The standard software testing pyramid has unit tests at the base, integration tests in the middle, and end-to-end tests at the top. The ML testing pyramid adds two ML-specific layers: data validation tests (checking training data quality before training) and model validation tests (checking trained model behavior after training). Data validation tests are arguably the most important layer because corrupt training data causes failures that cannot be caught by any amount of code testing.
Q: What should ML unit tests focus on?
ML unit tests should focus on data transformation functions - feature engineering, preprocessing, normalization, encoding. These are pure functions with deterministic outputs that are easy to assert on, high in bug density (dtype errors, off-by-one in windowed aggregations, incorrect normalization statistics), and have the highest ROI for testing effort. Model weights themselves are not unit testable.

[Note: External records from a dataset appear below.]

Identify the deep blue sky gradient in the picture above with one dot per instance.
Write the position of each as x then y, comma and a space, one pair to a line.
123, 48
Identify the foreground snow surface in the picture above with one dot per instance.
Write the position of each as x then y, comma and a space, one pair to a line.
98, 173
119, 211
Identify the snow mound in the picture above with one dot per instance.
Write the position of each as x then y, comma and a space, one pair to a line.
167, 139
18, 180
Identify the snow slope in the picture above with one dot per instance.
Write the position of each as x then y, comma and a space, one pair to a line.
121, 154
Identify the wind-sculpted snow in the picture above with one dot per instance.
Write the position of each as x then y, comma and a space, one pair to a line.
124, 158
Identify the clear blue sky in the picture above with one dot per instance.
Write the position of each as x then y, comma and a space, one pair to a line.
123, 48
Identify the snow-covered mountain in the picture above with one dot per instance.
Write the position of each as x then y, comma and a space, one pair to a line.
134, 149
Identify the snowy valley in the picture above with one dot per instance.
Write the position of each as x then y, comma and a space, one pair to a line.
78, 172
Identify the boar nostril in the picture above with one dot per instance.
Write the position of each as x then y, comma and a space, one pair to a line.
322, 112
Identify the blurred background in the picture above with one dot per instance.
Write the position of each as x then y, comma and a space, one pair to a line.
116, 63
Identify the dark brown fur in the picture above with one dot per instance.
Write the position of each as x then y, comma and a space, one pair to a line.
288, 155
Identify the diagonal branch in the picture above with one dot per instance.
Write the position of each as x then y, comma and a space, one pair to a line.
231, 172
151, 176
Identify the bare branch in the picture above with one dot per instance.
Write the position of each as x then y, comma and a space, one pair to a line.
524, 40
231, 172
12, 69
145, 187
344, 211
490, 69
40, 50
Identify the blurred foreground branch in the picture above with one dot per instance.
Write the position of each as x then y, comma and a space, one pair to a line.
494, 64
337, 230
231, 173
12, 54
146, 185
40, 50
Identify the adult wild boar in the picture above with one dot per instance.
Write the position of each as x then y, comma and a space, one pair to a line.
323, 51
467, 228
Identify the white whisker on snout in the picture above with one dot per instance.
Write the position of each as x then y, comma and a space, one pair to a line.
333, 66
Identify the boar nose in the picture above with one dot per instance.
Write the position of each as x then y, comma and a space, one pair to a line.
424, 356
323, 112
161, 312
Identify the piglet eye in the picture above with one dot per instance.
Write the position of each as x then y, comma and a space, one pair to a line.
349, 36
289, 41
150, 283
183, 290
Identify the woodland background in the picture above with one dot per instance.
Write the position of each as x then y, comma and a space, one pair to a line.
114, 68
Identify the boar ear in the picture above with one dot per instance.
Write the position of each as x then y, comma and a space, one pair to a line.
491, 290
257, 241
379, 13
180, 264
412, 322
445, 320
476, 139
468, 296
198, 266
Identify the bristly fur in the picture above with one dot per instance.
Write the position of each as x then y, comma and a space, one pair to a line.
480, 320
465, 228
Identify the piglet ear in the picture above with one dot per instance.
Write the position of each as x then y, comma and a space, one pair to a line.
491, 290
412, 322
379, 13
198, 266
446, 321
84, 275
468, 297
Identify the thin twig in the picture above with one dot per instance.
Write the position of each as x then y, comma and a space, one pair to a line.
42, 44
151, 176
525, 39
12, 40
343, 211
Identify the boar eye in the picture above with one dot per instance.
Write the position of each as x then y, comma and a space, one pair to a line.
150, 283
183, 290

Q: How do you test model behavior rather than model code?
Model behavior tests use the trained model artifact and assert behavioral properties: (1) output range (probabilities between 0 and 1), (2) directional invariants (higher-risk inputs should score higher), (3) metric thresholds on a fixed eval set (AUC >= 0.90), and (4) subgroup consistency (metrics do not degrade dramatically for specific subgroups). These tests require a trained model, so they run later in the CI pipeline than unit tests.
Q: What is property-based testing and when is it useful for ML?
Property-based testing generates random inputs based on constraints you specify and checks that
properties hold for all of them. The hypothesis library does this in Python. It is useful for
ML when you want to verify that preprocessing functions handle edge cases correctly (zero values,
very large values, unseen categories, empty strings) without having to manually enumerate every
edge case. It often finds bugs that handwritten unit tests miss.
Q: How do you handle the fact that model validation tests require a trained model artifact?
You have two options. First, check in a small, fast-trained reference model as a test fixture - retrain it manually when the architecture changes. This works for simple models. Second, split CI into two stages: code CI (runs unit + integration tests on every PR) and model CI (trains and evaluates on merge to main or on a schedule). Model validation tests run only in model CI against the freshly trained model. The two-stage approach is more realistic for large models where training takes hours.